Last month, I took out a bank loan to buy a burrito at Yankee Stadium. It was not just any burrito, of course, it was a “Yankee burrito.” In other words, even the beans were arrogant.

I am a serious binge eater at ballparks, whether it’s a Lake Monsters game in Burlington or a Yankee game in the Bronx. Suddenly, I have the fiscal responsibility of a toddler in a toy store. At that Yankee game, I consumed Carvel soft-serve ice cream with rainbow jimmies in a plastic bowl that resembled a batting helmet; a poodle-sized bag of Cracker Jacks; the aforementioned “Yankee burrito;” Twizzlers; a soda cup filled with french fries; and a $5 bottle of Pepsi (diet, because I had just consumed 840 calories of Cracker Jacks). The game, I should note, did not extend into extra innings. I strapped on the feedbag and accomplished this gastronomic orgy in a mere nine innings and batting practice.

Now, why was a serious Mets fan eating like a Roman emperor at Yankee Stadium? My good friend, Adam Turteltaub, was celebrating his birthday and he and his wife, Rhea, invited my wife and me to join their family at the ballpark. It was an irresistible invitation and we savored every moment. I’m not sure I have ever gone to a baseball game and not had a wonderful time and — in some cases — witnessed something just a little magic.

Exhibit A is the 1971 Topps baseball card for Yankee first baseman and outfielder, Curt Blefary. I’m on it. Not kidding. So are my older brother and my father. We were sitting beside the third base dugout at a Yankee game in 1970 and are in the background of the photo of Blefary as he’s leaving the batter’s box in the following year’s card.

Exhibit B is a Yankees game I went to in 1982 with my girlfriend (now wife) and my father. To make the game interesting — since she had absolutely no idea what was going on — she decided she’d follow every move of the Twins’ catcher, Ray Smith. She noticed him in batting practice and thought he was cute. Sure enough, in the fifth inning, he sent her a foul ball: Bounced it right off the armrest of her seat. Another fan recovered it, but she is confident it was Ray’s way of letting her know that he appreciated her interest.

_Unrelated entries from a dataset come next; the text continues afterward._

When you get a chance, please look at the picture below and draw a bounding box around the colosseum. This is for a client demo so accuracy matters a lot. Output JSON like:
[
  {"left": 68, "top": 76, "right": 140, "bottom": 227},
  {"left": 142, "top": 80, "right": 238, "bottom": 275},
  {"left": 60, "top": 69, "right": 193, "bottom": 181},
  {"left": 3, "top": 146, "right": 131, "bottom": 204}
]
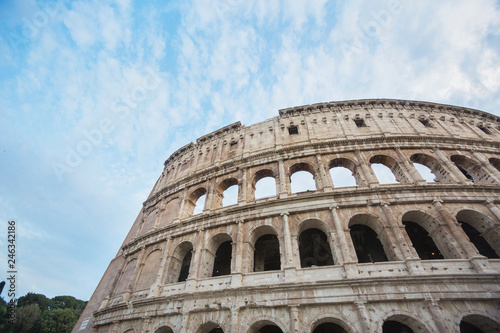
[{"left": 73, "top": 99, "right": 500, "bottom": 333}]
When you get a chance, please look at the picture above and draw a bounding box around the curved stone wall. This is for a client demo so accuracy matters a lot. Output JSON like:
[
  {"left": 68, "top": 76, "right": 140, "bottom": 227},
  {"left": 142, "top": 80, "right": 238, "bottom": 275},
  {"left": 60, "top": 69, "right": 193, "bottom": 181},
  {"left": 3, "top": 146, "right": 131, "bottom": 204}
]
[{"left": 73, "top": 99, "right": 500, "bottom": 333}]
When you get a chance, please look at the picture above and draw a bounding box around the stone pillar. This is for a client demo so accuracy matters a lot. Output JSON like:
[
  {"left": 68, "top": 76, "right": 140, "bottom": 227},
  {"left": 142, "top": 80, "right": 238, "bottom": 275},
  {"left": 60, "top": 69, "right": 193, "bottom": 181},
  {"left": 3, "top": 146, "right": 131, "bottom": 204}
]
[
  {"left": 379, "top": 203, "right": 406, "bottom": 261},
  {"left": 232, "top": 220, "right": 245, "bottom": 287},
  {"left": 186, "top": 229, "right": 205, "bottom": 290},
  {"left": 290, "top": 306, "right": 300, "bottom": 333},
  {"left": 425, "top": 297, "right": 453, "bottom": 333},
  {"left": 238, "top": 167, "right": 248, "bottom": 205},
  {"left": 329, "top": 206, "right": 351, "bottom": 264},
  {"left": 282, "top": 212, "right": 295, "bottom": 269},
  {"left": 471, "top": 151, "right": 500, "bottom": 183},
  {"left": 204, "top": 178, "right": 217, "bottom": 211},
  {"left": 130, "top": 246, "right": 147, "bottom": 290},
  {"left": 355, "top": 149, "right": 379, "bottom": 186},
  {"left": 354, "top": 301, "right": 372, "bottom": 333},
  {"left": 230, "top": 307, "right": 240, "bottom": 332},
  {"left": 395, "top": 148, "right": 426, "bottom": 184},
  {"left": 484, "top": 200, "right": 500, "bottom": 222},
  {"left": 277, "top": 159, "right": 289, "bottom": 198},
  {"left": 434, "top": 149, "right": 471, "bottom": 184},
  {"left": 316, "top": 154, "right": 333, "bottom": 191},
  {"left": 151, "top": 238, "right": 171, "bottom": 297}
]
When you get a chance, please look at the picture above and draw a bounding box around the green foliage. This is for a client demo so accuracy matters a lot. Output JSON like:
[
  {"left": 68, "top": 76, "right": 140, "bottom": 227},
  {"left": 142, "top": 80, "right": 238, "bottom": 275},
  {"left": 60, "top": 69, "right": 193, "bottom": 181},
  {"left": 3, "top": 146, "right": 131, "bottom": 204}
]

And Exhibit C occurred at the end of August, while I was eating my french fries in the Bronx. My buddy Adam’s two boys, Max and Ross, had brought their gloves to the game. Ten-year-old Ross had come close to getting a batting practice baseball that A’s outfielder Coco Crisp tossed into the stands an hour before the game started, but a grown man had elbowed Ross out of the way and snagged it. Both boys were disappointed, but gamely waited for the next opportunity.

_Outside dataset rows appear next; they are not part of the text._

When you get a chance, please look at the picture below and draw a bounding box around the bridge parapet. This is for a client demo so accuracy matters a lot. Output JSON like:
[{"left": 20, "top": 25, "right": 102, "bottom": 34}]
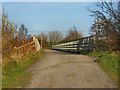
[{"left": 51, "top": 35, "right": 94, "bottom": 53}]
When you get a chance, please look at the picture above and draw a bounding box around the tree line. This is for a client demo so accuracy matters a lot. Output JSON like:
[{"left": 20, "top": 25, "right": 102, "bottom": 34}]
[
  {"left": 2, "top": 0, "right": 120, "bottom": 59},
  {"left": 38, "top": 26, "right": 83, "bottom": 49}
]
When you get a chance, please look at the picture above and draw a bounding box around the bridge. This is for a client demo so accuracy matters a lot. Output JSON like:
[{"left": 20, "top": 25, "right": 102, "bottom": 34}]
[{"left": 51, "top": 35, "right": 94, "bottom": 53}]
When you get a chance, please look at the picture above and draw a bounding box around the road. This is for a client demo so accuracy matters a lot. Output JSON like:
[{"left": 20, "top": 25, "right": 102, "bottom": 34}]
[{"left": 25, "top": 49, "right": 117, "bottom": 88}]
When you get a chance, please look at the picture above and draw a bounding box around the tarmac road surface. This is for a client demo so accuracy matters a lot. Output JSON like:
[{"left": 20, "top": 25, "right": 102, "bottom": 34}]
[{"left": 25, "top": 49, "right": 117, "bottom": 88}]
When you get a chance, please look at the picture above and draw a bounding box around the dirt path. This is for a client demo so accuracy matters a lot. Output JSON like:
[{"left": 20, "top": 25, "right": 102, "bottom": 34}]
[{"left": 25, "top": 49, "right": 117, "bottom": 88}]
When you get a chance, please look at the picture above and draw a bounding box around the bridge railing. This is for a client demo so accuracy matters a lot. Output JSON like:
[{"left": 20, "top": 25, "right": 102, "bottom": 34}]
[
  {"left": 51, "top": 35, "right": 94, "bottom": 53},
  {"left": 14, "top": 36, "right": 41, "bottom": 54}
]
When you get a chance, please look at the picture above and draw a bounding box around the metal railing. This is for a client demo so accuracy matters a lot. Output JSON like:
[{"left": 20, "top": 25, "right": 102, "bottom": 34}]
[{"left": 51, "top": 35, "right": 94, "bottom": 53}]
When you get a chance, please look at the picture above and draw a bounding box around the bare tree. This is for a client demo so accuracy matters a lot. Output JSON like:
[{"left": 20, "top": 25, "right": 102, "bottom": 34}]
[
  {"left": 48, "top": 31, "right": 63, "bottom": 45},
  {"left": 89, "top": 1, "right": 120, "bottom": 22},
  {"left": 62, "top": 26, "right": 83, "bottom": 42},
  {"left": 89, "top": 0, "right": 120, "bottom": 51},
  {"left": 18, "top": 24, "right": 28, "bottom": 41}
]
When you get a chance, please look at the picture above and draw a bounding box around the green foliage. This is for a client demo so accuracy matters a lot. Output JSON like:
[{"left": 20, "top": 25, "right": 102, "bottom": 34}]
[
  {"left": 2, "top": 51, "right": 44, "bottom": 88},
  {"left": 88, "top": 51, "right": 108, "bottom": 57}
]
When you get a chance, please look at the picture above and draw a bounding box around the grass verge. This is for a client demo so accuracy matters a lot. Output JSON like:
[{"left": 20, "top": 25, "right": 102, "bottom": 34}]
[
  {"left": 2, "top": 51, "right": 44, "bottom": 88},
  {"left": 80, "top": 51, "right": 119, "bottom": 85}
]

It came in the bottom of the eighth. Yankee outfielder Nick Swisher poked a three-run homer into the Yankee bullpen. Perennial all-star reliever Mariano Rivera tossed the ball into the stands — and directly to Adam’s 13-year-old son, Max.

I’ve been to a lot of games in my life, but never have I come closer than an 18-wheeler to a home run. And so it was perfect to see Mariano toss Max that baseball.

Even now, despite the stratospheric cost of everything from seats to sodas, there is something a little moving about the ballpark experience. “For baseball is continuous,” wrote poet and essayist Donald Hall, “like nothing else among American things, an endless game of repeated summers, joining the long generations of all the fathers and all the sons.”

I may root for the Mets (the best minor league club playing this year in a major league park), but it was still poignant and powerful for my wife and me to watch the Yankees — and the Turteltaubs. It was, in fact, worth every calorie in those Twizzlers and french fries and Cracker Jacks. Thanks, Adam!